David Ellis est devenu un auteur après avoir marqué les barreaux de Chicago. Sa vie n’a pas été des plus simples mais il s’en est sorti en s’acharnant sur son travail. David Ellis est devenu un avocat intrépide puis s’est mis à écrire. Toujours à la recherche de la perfection, son premier roman reçoit le prix Edgar-Allan Poe (de 2002). Sept années plus tard, il construit son personnage far : Jason Kolarich, son alter-ago, un avocat du Midwest où justice et vérité sont les grands absents des tribunaux.

Les éditions Pocket se sont chargées de la traduction, grâce au travail de Dinz Galhos.
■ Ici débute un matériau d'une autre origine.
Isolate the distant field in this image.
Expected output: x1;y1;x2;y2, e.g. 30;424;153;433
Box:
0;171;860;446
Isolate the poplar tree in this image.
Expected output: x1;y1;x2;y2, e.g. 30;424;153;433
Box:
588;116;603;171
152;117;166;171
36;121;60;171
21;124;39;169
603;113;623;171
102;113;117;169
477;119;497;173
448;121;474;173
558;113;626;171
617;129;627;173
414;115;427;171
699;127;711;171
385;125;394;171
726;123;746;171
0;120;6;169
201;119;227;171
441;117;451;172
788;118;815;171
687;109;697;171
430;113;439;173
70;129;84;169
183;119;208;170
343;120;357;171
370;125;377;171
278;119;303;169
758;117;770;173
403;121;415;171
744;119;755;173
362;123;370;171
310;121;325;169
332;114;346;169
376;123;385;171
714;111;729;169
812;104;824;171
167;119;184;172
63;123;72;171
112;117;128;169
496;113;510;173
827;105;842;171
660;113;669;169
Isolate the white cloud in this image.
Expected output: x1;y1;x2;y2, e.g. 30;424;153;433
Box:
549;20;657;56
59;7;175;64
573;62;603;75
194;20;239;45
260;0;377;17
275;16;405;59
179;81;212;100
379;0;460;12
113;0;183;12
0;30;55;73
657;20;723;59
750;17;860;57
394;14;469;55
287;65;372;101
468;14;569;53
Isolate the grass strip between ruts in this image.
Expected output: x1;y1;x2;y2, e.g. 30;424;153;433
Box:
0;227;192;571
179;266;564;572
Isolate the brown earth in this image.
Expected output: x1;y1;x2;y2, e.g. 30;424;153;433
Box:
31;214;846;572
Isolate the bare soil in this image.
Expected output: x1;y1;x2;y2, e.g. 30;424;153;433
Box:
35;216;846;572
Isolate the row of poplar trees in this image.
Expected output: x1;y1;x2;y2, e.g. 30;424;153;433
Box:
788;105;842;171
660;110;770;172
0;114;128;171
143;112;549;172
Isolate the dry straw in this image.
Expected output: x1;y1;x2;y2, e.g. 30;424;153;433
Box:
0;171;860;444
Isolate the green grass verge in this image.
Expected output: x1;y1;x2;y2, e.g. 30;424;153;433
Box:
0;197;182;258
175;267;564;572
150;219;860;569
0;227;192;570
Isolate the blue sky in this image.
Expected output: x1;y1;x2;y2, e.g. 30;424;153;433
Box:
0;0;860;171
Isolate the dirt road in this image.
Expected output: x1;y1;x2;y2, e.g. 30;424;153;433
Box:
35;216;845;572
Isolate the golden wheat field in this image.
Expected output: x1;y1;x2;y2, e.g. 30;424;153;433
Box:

L’auteur et le traducteur vont vous emporter dans l’histoire et vous faire vivre des moments difficiles. Le changement de point de vue est d’une efficacité incroyable, qui va vous impliquer dans toute cette affaire. Vous passez d’un narrateur à part à un narrateur omniscient personnifié par Jason Kolarich. J’aime beaucoup le fait original de suivre toute la procédure judiciaire, l’avancement de l’enquête mais aussi la vie d’un avocat qui laisse sa vie privée au placard d’entrée. De nombreuses affaires viennent se mêler à ce meurtre et toute l’implication va avec, à chaque fois, chaque élément est remis en cause et le procès approche de plus en plus. L’auteur connaît parfaitement son sujet et nous met dans un ascenseur émotionnel à chaque page.